La seconde phase de l'initiative TrackFin, va consister à approfondir la collecte de données, à combler dans la mesure du possible les gaps d'information identifiés au cours de la phase initiale, à concevoir des modalités d'estimations lorsque les données n'existent pas et mettre à jour les résultats de l'analyse sur la base des nouvelles données récoltées.
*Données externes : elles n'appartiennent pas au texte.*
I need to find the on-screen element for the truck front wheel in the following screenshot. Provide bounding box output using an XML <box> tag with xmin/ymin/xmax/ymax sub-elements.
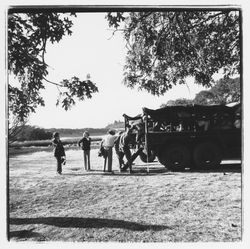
<box><xmin>158</xmin><ymin>144</ymin><xmax>191</xmax><ymax>171</ymax></box>
<box><xmin>193</xmin><ymin>142</ymin><xmax>222</xmax><ymax>169</ymax></box>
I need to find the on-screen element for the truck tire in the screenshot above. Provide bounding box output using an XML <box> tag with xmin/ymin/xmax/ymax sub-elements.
<box><xmin>158</xmin><ymin>144</ymin><xmax>191</xmax><ymax>171</ymax></box>
<box><xmin>139</xmin><ymin>150</ymin><xmax>156</xmax><ymax>163</ymax></box>
<box><xmin>193</xmin><ymin>142</ymin><xmax>222</xmax><ymax>169</ymax></box>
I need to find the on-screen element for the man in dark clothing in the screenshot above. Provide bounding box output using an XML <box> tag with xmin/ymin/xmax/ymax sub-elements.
<box><xmin>119</xmin><ymin>127</ymin><xmax>144</xmax><ymax>173</ymax></box>
<box><xmin>119</xmin><ymin>128</ymin><xmax>134</xmax><ymax>173</ymax></box>
<box><xmin>52</xmin><ymin>132</ymin><xmax>66</xmax><ymax>175</ymax></box>
<box><xmin>114</xmin><ymin>131</ymin><xmax>125</xmax><ymax>170</ymax></box>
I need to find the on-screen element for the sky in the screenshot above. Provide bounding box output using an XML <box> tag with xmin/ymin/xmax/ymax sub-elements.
<box><xmin>28</xmin><ymin>12</ymin><xmax>208</xmax><ymax>129</ymax></box>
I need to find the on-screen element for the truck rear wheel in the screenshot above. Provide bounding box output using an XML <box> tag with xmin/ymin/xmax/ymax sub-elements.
<box><xmin>139</xmin><ymin>150</ymin><xmax>156</xmax><ymax>163</ymax></box>
<box><xmin>158</xmin><ymin>144</ymin><xmax>191</xmax><ymax>171</ymax></box>
<box><xmin>193</xmin><ymin>142</ymin><xmax>222</xmax><ymax>169</ymax></box>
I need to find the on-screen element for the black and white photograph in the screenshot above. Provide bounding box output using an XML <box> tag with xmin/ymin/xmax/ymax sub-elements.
<box><xmin>2</xmin><ymin>0</ymin><xmax>249</xmax><ymax>245</ymax></box>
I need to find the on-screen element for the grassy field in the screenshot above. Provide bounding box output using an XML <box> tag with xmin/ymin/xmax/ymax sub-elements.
<box><xmin>8</xmin><ymin>146</ymin><xmax>242</xmax><ymax>242</ymax></box>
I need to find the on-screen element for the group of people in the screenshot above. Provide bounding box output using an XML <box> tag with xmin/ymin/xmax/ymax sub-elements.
<box><xmin>51</xmin><ymin>127</ymin><xmax>139</xmax><ymax>175</ymax></box>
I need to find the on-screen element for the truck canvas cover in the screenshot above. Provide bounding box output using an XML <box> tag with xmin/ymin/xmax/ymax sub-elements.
<box><xmin>123</xmin><ymin>114</ymin><xmax>142</xmax><ymax>121</ymax></box>
<box><xmin>143</xmin><ymin>104</ymin><xmax>238</xmax><ymax>123</ymax></box>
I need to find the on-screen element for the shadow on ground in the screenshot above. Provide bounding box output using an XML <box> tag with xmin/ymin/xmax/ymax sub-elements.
<box><xmin>9</xmin><ymin>228</ymin><xmax>45</xmax><ymax>240</ymax></box>
<box><xmin>188</xmin><ymin>163</ymin><xmax>241</xmax><ymax>173</ymax></box>
<box><xmin>65</xmin><ymin>163</ymin><xmax>241</xmax><ymax>176</ymax></box>
<box><xmin>10</xmin><ymin>217</ymin><xmax>169</xmax><ymax>231</ymax></box>
<box><xmin>132</xmin><ymin>163</ymin><xmax>241</xmax><ymax>174</ymax></box>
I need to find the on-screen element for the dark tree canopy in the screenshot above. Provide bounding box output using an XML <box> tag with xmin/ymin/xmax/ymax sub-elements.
<box><xmin>210</xmin><ymin>77</ymin><xmax>240</xmax><ymax>104</ymax></box>
<box><xmin>161</xmin><ymin>77</ymin><xmax>240</xmax><ymax>107</ymax></box>
<box><xmin>193</xmin><ymin>90</ymin><xmax>215</xmax><ymax>105</ymax></box>
<box><xmin>8</xmin><ymin>12</ymin><xmax>98</xmax><ymax>122</ymax></box>
<box><xmin>106</xmin><ymin>10</ymin><xmax>240</xmax><ymax>95</ymax></box>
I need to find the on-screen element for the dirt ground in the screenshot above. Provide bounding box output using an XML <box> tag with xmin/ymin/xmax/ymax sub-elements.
<box><xmin>8</xmin><ymin>147</ymin><xmax>242</xmax><ymax>242</ymax></box>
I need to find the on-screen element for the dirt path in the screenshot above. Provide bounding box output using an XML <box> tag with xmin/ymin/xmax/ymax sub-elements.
<box><xmin>8</xmin><ymin>148</ymin><xmax>241</xmax><ymax>242</ymax></box>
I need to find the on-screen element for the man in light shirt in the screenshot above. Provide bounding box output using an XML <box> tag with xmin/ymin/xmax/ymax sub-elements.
<box><xmin>102</xmin><ymin>129</ymin><xmax>117</xmax><ymax>172</ymax></box>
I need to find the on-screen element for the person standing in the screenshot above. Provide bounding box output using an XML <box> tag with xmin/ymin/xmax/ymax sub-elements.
<box><xmin>101</xmin><ymin>129</ymin><xmax>117</xmax><ymax>172</ymax></box>
<box><xmin>78</xmin><ymin>131</ymin><xmax>91</xmax><ymax>171</ymax></box>
<box><xmin>52</xmin><ymin>132</ymin><xmax>66</xmax><ymax>175</ymax></box>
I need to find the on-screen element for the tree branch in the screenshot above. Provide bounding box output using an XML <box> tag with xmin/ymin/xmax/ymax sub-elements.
<box><xmin>107</xmin><ymin>28</ymin><xmax>125</xmax><ymax>40</ymax></box>
<box><xmin>191</xmin><ymin>11</ymin><xmax>229</xmax><ymax>29</ymax></box>
<box><xmin>175</xmin><ymin>14</ymin><xmax>206</xmax><ymax>71</ymax></box>
<box><xmin>43</xmin><ymin>77</ymin><xmax>64</xmax><ymax>87</ymax></box>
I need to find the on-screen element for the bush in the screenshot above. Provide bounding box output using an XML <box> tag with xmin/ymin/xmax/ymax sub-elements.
<box><xmin>29</xmin><ymin>127</ymin><xmax>53</xmax><ymax>140</ymax></box>
<box><xmin>15</xmin><ymin>126</ymin><xmax>52</xmax><ymax>141</ymax></box>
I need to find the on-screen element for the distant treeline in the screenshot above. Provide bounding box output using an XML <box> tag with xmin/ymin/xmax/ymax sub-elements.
<box><xmin>9</xmin><ymin>136</ymin><xmax>102</xmax><ymax>148</ymax></box>
<box><xmin>105</xmin><ymin>120</ymin><xmax>124</xmax><ymax>129</ymax></box>
<box><xmin>46</xmin><ymin>128</ymin><xmax>109</xmax><ymax>138</ymax></box>
<box><xmin>47</xmin><ymin>121</ymin><xmax>125</xmax><ymax>138</ymax></box>
<box><xmin>12</xmin><ymin>120</ymin><xmax>125</xmax><ymax>142</ymax></box>
<box><xmin>11</xmin><ymin>126</ymin><xmax>108</xmax><ymax>142</ymax></box>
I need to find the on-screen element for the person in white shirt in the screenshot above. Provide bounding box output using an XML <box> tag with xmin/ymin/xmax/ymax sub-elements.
<box><xmin>101</xmin><ymin>129</ymin><xmax>117</xmax><ymax>172</ymax></box>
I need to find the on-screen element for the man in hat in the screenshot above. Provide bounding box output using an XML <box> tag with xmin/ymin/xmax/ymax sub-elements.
<box><xmin>101</xmin><ymin>129</ymin><xmax>117</xmax><ymax>172</ymax></box>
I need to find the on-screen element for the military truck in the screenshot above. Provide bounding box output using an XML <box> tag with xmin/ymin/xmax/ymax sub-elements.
<box><xmin>124</xmin><ymin>103</ymin><xmax>241</xmax><ymax>171</ymax></box>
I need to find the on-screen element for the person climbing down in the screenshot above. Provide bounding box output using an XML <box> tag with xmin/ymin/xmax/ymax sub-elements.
<box><xmin>114</xmin><ymin>131</ymin><xmax>125</xmax><ymax>171</ymax></box>
<box><xmin>119</xmin><ymin>126</ymin><xmax>144</xmax><ymax>174</ymax></box>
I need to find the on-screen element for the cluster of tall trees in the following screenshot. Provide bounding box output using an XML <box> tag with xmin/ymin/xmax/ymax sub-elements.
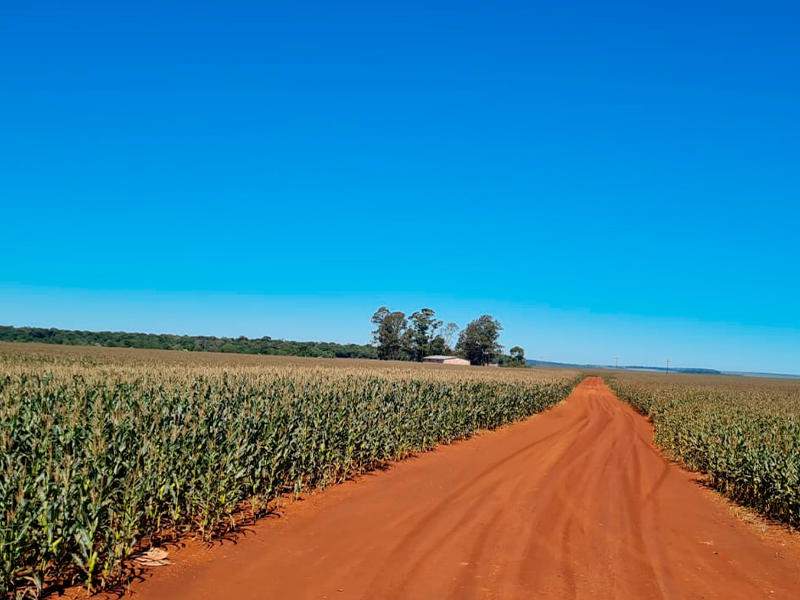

Les étapes et actions à conduire vont s'articuler autour des principaux points suivants :
• Compléter la collecte et affiner les données pour les années comptables 2012 à 2015, à travers une coordination renforcée avec les acteurs concernés, et collecter les données pour 2015. L'analyse portera ainsi sur la période 2012 à 2015.
• Étendre le périmètre du suivi et prendre en compte les financements et les dépenses dans les sous-secteurs de l'hygiène, de la gestion intégrée des ressources en eau et du WASH dans les centres de santé et les établissements scolaires.
• Plusieurs activités et études seront conduites pour renforcer la collecte des données, notamment avec et auprès des institutions n'ayant pas participé à la première phase.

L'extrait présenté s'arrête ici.